Image : shutterstock

Since you are here and you are reading this column, you might be inclined to agree with me that a printed magazine still has value. It is because of the fast-moving consumer-fueled world we live in, that the experience of a well-rounded overview, trust and relevance are more in demand than they were before

BY MORTEN LINDHOLM

Last year’s buzzword was FAKE news, which has brought an entirely new meaning to what reputable and traditional publishing means. The idea that an editorial team has selected, fact-checked and published information meant to enrichen their readers’/target group’s lives is as simple and as basic as it has become forgotten in today’s disruptive world. Being a publisher and a marketing communication strategist, I see the pendulum swinging back, people are once again learning to appreciate the slow-paced moments when you can delve into a magazine, read without constant interruptions of disturbing flashes and sounds, and without worrying about the fact-value of the information you are consuming. I also notice the respect for printed media when I talk to clients and partners. People still prefer to have their interview or company event publicized in a printed magazine rather than “just” another web story. Paper brings prestige and higher levels of trust.

So, what’s in it for publishers? 

Find your niche, the times of “one size fits all” is long gone. But there are great business opportunities for publishers with a clear aim and the ability to deliver quality insights and meaningful information to an audience looking for exactly that kind of input.

The business model is developing; publishers cannot just live on subscriptions and an advertising model as they did in the past, publishers seek opportunities in events, product sales and premium content solutions. We can actually see the borders between brands and media disappear, with brands behaving as media companies and vice-versa. After all, the reason Jeff Bezos’ Amazon bought the Washington Post was more than just to make a political statement, and Disney has been making a sizable fortune selling merchandize to its animated media productions.

Brands can build media empires

Brands no longer need to depend on buying media space, they can build their own space. With the emergence of the right technologies, the investments necessary to build delivery platforms for quality content, be it text, visual or film, are no longer out of reach. The key issue here is of course building an audience and delivering a message/content that stays relevant and valuable to them, plus, just as media companies have done for hundreds of years, keep a cycle; stay specific on when and how often you publish.

The market being what it is, many media companies still struggle, creating an interesting investment opportunity for brands to acquire their own media platforms.

Rounding off 
This is an opportunity for your company.
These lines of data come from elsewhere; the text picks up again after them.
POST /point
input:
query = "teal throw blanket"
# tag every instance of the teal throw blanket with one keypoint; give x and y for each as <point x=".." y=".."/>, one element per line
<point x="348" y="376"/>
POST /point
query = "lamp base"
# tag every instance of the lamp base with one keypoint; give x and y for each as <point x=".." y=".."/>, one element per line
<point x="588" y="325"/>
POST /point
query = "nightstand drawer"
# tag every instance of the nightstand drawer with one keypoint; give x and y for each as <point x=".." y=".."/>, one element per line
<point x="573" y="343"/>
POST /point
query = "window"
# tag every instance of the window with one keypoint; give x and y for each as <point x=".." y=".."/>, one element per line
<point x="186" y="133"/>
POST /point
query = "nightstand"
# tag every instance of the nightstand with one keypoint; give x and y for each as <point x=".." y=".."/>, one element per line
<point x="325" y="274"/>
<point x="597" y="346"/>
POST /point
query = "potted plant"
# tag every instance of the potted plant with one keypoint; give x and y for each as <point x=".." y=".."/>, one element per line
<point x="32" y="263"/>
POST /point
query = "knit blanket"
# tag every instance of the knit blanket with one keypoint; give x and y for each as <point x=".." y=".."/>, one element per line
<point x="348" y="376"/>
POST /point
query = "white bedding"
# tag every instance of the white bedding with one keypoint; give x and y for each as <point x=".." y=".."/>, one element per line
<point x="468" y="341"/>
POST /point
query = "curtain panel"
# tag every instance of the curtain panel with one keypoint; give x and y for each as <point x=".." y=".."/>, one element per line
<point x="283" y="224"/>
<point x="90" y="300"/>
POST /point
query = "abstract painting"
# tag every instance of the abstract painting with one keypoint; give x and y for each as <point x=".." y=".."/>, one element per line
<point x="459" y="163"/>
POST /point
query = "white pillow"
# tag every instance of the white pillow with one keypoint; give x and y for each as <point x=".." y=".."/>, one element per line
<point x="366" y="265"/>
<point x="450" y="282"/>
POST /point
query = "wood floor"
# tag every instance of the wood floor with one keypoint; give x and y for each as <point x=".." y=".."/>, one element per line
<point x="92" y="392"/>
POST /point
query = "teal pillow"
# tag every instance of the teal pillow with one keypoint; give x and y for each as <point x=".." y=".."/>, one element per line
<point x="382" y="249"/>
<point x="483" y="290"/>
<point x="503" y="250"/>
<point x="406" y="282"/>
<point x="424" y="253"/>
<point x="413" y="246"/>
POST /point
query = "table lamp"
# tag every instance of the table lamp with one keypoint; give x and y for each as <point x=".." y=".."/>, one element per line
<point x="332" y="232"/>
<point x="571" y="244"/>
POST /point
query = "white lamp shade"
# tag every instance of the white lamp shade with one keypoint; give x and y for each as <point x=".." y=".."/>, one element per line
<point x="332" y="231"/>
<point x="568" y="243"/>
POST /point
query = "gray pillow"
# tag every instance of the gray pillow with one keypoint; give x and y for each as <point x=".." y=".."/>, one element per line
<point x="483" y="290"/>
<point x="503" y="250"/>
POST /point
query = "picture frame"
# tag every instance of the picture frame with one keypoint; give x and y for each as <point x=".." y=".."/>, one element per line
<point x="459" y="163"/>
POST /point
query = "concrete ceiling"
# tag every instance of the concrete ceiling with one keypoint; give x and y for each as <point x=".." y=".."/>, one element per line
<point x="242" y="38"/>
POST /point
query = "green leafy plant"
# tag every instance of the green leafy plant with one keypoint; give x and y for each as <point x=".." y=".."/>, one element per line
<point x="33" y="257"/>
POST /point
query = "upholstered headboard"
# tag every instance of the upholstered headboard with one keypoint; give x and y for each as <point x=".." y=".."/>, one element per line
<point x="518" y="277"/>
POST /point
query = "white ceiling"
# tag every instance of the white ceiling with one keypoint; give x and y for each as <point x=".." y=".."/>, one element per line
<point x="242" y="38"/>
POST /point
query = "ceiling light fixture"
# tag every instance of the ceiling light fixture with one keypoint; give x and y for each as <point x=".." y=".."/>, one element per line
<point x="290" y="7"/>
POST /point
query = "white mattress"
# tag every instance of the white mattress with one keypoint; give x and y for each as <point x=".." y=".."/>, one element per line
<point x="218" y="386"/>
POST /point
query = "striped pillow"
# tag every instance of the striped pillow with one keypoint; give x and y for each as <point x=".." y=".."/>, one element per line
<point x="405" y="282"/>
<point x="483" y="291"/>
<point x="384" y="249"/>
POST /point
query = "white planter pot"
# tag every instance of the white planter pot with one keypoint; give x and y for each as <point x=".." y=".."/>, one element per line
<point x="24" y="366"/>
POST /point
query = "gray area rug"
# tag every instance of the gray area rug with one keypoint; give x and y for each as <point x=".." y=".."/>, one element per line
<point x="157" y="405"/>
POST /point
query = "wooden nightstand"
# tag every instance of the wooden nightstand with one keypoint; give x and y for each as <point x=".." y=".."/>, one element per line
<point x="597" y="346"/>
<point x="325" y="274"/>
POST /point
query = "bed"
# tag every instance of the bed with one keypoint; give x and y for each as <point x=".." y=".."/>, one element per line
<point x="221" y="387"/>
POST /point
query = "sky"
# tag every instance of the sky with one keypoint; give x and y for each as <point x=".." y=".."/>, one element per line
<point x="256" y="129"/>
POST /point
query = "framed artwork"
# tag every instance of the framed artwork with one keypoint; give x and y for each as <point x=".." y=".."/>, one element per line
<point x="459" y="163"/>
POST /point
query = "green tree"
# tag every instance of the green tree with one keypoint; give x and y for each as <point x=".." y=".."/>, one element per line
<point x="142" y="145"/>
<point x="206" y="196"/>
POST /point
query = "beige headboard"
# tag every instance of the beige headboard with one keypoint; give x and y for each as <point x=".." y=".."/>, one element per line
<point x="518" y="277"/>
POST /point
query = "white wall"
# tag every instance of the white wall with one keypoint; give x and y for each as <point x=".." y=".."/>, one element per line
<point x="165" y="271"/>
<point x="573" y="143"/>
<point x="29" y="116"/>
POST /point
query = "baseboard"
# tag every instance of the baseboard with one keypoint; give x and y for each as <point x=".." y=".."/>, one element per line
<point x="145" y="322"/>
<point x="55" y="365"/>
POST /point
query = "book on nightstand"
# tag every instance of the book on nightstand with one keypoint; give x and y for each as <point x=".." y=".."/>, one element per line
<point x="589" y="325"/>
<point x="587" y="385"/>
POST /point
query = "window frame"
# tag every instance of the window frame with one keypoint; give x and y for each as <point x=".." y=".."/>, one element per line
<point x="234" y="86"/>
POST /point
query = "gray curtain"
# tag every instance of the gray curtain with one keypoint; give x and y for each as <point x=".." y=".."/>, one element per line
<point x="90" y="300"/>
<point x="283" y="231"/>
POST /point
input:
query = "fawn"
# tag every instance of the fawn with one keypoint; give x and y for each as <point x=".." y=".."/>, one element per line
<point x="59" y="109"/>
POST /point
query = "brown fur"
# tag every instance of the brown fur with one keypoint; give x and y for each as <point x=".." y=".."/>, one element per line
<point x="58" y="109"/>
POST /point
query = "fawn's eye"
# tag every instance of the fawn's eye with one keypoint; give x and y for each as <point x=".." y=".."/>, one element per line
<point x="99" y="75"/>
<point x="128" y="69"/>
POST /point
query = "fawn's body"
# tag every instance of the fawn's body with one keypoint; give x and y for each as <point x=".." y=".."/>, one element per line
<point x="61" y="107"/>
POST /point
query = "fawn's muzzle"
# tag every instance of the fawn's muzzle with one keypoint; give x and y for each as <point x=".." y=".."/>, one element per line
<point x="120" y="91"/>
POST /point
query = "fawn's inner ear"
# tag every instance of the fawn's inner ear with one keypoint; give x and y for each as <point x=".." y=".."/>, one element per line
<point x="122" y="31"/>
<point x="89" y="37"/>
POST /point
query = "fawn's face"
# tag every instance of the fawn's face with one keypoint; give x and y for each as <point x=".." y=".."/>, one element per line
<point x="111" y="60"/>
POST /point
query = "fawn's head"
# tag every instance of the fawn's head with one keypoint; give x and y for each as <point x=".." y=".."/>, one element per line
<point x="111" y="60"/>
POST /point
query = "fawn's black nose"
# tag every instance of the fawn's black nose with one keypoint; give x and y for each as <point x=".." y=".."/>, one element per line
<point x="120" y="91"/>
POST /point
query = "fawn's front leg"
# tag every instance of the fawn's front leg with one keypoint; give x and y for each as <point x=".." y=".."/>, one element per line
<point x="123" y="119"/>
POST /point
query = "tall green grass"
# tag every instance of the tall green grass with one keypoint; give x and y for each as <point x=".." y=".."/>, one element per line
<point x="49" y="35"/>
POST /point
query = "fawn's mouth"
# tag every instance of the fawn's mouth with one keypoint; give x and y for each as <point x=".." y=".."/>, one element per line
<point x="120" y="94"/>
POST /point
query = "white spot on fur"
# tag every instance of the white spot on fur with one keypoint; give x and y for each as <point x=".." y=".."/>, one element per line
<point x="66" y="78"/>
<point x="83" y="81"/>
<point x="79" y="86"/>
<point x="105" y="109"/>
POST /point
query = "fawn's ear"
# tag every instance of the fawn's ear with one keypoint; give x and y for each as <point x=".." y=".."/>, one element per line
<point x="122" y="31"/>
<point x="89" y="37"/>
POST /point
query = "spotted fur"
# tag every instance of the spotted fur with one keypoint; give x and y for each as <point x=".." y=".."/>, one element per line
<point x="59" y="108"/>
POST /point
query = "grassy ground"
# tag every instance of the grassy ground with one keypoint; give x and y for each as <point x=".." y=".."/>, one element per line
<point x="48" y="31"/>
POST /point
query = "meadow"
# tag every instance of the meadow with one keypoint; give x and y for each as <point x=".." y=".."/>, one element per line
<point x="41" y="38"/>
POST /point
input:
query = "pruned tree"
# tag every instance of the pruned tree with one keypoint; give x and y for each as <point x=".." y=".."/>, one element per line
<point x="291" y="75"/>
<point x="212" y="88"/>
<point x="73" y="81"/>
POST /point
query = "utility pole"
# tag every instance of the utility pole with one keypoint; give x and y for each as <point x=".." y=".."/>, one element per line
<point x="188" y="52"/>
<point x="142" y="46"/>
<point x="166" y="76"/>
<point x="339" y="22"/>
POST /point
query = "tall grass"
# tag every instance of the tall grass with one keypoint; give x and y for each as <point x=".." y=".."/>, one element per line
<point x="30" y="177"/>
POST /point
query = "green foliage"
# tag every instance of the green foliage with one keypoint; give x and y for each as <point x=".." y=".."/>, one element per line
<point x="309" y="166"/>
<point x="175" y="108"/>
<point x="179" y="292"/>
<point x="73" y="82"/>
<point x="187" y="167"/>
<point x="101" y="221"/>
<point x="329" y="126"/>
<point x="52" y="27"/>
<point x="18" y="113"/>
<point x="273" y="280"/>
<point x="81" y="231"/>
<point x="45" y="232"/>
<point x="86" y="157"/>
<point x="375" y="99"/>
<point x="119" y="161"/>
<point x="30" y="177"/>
Whether you are in a B2B or a B2C business, engaging your potential audiences through meaningful and outstanding content will add that extra something to your message and will help your audience relate to your company through the experiences you provide them.


This month I’ve read / listened to:

HBR idea podcast 

Several episodes, but I would recommend episode 596, a special issue featuring a talk with Microsoft CEO Satya Nadella, an extraordinary leader who takes lessons from the founders and has added his own background and history from India to rediscover the company’s soul. Food for thought for many of us business leaders when it comes to focusing on what makes a company great. I could easily recommend most of the episodes from the HBR Ideacast; I find them relevant, inspiring and useful in my daily job as a leader and marketer.